Pourquoi ils tournent toujours : Ils profitent des thermiques – colonnes d’air chaud ascendant. Pas besoin de battre des ailes. Cercle, monte, scrute.

Ce qu’ils font : Nettoient. Charognes, carcasses, décomposition. Les écosystèmes ont besoin des urubus.

Pendant les aventures en buggy dans les montagnes, levez les yeux aux points de vue. Il y a toujours des urubus au-dessus, portés gratis. Ils ne tournent pas autour de vous, hein, lol.


Les saisons changent ce qui vole

L’hiver amène les migrateurs. Le printemps, la reproduction. La saison des pluies (mai-novembre) fait exploser les insectes, donc les insectivores dans les forêts.
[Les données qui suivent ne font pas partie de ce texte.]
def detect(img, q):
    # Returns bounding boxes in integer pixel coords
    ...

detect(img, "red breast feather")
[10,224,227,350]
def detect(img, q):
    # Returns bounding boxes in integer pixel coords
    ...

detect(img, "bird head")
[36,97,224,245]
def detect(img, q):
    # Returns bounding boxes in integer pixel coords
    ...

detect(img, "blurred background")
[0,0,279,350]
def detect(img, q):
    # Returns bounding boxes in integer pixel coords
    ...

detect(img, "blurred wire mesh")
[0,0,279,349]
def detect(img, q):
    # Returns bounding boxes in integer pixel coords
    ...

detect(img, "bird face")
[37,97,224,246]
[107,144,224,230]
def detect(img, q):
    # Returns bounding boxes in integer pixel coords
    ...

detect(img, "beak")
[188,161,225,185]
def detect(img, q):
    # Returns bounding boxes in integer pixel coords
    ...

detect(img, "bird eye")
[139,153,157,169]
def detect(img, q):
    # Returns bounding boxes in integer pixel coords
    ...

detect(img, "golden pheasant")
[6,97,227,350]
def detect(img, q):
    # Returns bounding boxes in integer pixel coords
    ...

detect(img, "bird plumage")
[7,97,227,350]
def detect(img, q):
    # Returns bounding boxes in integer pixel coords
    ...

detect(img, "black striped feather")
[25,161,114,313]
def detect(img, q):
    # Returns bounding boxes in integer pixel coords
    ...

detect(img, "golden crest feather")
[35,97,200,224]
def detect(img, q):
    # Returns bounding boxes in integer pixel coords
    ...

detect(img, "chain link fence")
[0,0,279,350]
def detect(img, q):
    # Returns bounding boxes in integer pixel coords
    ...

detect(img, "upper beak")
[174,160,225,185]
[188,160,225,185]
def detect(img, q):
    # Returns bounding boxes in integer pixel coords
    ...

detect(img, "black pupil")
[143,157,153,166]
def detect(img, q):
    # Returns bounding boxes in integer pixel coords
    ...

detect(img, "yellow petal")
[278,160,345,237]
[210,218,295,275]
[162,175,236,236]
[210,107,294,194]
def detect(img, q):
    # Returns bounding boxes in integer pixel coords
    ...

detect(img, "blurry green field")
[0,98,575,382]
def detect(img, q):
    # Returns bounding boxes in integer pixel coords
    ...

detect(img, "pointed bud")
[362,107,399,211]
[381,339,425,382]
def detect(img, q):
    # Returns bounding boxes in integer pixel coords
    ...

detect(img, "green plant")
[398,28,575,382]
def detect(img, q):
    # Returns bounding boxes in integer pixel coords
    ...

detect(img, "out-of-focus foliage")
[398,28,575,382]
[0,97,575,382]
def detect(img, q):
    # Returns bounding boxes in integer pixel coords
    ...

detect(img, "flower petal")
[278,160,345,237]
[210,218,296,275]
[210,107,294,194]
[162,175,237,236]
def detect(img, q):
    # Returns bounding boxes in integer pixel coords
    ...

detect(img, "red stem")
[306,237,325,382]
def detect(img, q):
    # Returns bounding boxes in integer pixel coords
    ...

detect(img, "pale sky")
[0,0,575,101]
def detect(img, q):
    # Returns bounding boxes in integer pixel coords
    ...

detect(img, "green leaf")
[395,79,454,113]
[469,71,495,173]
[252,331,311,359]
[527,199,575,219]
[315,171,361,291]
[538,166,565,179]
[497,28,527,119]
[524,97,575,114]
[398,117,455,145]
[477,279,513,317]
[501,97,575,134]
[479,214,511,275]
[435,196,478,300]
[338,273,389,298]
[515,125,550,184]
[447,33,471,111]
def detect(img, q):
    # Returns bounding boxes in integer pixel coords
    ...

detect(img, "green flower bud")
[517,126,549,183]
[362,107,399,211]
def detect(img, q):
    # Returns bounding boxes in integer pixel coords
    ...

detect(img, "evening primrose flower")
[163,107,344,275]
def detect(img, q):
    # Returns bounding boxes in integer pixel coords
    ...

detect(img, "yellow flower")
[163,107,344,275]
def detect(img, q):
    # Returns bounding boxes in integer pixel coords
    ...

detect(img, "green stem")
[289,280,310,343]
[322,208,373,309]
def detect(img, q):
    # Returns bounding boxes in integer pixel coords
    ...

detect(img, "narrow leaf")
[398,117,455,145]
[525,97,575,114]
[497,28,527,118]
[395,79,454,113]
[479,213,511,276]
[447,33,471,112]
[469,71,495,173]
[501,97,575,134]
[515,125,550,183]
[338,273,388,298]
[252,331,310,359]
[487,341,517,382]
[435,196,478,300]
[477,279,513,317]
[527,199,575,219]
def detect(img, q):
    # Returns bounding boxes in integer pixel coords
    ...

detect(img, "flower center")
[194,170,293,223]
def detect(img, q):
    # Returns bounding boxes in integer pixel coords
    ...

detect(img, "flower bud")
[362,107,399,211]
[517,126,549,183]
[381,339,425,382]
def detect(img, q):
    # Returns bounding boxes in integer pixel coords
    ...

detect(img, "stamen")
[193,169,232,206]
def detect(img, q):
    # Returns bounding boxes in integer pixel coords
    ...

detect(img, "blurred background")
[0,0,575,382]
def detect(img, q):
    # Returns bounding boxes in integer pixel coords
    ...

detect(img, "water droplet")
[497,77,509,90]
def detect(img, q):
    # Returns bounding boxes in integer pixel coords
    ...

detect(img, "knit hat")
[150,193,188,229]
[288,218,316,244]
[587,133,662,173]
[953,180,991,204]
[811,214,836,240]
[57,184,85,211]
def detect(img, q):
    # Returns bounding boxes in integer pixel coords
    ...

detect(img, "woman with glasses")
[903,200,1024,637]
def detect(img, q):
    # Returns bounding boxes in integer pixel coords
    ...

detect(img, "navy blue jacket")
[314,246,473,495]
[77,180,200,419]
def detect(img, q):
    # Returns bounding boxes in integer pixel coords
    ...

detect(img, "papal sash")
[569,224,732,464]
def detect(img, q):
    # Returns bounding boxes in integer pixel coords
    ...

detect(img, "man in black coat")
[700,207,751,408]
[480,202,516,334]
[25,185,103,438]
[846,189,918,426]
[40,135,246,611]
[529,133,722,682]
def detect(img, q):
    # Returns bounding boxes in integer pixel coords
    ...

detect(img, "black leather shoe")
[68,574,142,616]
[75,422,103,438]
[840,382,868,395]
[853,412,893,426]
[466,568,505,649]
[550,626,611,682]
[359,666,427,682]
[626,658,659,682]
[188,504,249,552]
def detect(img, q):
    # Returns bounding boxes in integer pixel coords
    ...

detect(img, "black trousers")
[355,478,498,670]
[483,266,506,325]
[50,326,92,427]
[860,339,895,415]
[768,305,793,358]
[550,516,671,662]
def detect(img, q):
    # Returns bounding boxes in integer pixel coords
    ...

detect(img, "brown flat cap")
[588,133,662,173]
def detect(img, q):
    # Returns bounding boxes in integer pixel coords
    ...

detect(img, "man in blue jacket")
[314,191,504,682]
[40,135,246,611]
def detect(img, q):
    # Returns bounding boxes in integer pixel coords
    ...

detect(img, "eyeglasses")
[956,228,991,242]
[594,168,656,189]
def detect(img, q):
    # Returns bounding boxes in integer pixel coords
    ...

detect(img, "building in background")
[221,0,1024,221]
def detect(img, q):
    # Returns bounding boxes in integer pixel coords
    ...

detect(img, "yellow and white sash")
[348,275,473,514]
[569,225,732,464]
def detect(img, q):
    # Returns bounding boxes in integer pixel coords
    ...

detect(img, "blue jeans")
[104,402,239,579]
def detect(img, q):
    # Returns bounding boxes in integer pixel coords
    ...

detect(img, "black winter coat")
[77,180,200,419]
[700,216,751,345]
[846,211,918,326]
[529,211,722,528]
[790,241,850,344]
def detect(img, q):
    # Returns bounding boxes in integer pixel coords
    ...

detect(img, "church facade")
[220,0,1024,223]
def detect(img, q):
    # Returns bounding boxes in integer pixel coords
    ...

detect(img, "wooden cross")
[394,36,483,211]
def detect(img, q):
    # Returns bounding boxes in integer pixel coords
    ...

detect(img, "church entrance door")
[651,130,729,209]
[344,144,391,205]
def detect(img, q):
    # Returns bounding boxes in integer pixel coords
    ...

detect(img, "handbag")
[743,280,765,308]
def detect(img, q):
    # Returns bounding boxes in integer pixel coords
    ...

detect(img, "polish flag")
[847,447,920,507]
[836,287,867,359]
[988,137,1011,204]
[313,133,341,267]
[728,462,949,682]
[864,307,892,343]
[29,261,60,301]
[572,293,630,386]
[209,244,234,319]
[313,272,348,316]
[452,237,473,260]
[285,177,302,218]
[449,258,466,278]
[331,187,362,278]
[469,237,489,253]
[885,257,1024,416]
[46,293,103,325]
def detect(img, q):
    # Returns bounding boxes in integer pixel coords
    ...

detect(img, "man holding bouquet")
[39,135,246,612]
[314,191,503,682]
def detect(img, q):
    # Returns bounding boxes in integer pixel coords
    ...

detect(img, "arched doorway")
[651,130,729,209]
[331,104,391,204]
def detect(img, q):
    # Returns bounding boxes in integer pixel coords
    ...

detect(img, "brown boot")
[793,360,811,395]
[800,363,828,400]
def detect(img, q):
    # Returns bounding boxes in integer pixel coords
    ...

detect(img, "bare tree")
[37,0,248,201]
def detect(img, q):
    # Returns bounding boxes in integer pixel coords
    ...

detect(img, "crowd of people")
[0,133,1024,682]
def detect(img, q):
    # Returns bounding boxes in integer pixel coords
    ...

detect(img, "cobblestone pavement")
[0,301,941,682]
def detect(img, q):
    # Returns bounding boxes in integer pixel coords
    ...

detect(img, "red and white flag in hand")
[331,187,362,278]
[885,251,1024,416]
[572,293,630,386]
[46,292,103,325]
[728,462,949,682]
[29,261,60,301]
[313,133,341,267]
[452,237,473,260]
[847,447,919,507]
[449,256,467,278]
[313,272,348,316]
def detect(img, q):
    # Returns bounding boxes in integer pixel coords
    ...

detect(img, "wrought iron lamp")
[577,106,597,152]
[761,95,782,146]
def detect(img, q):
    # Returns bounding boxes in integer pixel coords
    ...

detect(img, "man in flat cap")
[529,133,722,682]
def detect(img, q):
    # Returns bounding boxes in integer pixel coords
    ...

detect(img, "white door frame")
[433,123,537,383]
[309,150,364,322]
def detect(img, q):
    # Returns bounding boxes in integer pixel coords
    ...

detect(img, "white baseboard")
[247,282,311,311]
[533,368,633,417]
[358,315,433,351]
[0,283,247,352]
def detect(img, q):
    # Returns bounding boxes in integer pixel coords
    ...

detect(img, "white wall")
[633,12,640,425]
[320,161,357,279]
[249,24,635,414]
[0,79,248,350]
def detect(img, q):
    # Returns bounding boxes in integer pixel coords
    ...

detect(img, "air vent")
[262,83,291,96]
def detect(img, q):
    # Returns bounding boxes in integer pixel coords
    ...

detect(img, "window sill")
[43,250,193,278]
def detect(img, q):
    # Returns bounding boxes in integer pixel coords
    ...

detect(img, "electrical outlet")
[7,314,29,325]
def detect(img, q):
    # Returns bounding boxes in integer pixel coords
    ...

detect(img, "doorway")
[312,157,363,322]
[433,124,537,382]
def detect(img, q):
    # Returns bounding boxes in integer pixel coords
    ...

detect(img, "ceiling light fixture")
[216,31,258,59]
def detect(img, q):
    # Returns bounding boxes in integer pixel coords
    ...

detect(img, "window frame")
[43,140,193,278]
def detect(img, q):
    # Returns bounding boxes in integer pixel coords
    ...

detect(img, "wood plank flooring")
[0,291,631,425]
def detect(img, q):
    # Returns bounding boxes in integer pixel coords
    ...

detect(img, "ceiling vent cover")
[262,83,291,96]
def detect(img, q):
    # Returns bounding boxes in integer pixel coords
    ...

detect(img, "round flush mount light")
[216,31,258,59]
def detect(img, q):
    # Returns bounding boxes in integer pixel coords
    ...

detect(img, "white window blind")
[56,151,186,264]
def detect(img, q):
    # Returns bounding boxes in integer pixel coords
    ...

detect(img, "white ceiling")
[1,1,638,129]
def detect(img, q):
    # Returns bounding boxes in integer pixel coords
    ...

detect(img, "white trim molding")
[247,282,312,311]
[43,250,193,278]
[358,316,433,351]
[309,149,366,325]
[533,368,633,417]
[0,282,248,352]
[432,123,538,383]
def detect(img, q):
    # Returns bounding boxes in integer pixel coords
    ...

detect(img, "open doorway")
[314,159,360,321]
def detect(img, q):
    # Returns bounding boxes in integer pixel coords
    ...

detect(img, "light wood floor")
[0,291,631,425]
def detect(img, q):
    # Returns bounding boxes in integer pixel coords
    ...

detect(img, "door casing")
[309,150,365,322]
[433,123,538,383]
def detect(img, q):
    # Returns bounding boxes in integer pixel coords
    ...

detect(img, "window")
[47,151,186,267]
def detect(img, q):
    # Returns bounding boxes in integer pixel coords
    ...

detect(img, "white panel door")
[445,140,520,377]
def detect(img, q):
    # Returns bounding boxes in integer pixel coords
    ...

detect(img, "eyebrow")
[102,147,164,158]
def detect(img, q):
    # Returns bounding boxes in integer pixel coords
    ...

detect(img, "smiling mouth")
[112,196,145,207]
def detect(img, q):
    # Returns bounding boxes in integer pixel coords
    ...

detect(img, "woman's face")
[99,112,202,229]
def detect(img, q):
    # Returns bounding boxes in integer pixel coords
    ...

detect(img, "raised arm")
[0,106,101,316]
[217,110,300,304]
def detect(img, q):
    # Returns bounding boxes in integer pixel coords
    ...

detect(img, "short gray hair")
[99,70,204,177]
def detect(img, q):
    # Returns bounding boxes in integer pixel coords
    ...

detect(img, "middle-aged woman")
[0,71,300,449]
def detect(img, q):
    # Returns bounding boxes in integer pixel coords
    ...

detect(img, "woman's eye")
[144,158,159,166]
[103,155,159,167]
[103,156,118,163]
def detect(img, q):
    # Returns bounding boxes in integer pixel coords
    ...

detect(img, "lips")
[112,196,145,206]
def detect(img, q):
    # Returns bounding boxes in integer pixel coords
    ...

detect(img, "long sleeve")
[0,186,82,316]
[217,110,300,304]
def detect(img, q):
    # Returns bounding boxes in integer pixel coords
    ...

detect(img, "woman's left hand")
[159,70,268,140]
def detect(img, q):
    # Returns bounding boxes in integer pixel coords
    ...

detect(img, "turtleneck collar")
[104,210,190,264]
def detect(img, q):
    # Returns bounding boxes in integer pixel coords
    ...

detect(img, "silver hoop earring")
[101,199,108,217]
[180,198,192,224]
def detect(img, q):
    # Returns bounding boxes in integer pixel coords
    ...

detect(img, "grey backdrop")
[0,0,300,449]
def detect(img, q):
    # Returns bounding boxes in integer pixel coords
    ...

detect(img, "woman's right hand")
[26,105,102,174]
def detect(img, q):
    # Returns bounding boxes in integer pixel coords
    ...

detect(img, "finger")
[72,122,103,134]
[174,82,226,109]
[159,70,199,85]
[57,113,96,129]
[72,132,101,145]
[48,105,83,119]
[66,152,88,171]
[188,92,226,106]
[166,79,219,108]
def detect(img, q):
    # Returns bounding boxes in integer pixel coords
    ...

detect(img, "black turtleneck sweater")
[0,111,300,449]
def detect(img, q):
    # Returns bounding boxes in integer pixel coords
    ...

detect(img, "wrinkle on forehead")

Si la nature compte pour votre voyage, le choix de la période change ce qui passe au-dessus de votre tête.


Pourquoi ça compte

Puerto Plata, ce n’est pas que des bulles de resorts. C’est forêt tropicale, écosystèmes de montagne, habitats côtiers. Les oiseaux sont partout.

Ce petit todier vert qui vous observe depuis sa branche ? Il n’a évolué qu’ici. Les colibris qui bourdonnent dans les jardins de montagne ? Spécialistes des nuages. Les frégates qui planent au-dessus des bateaux ? Maîtres de l’océan qui ne touchent jamais l’eau.

Les oiseaux sauvages ne sont pas enfermés dans des réserves. Ils font partie de chaque sentier, plage et montagne que vous explorerez. Pas besoin de jumelles. Juste de faire attention.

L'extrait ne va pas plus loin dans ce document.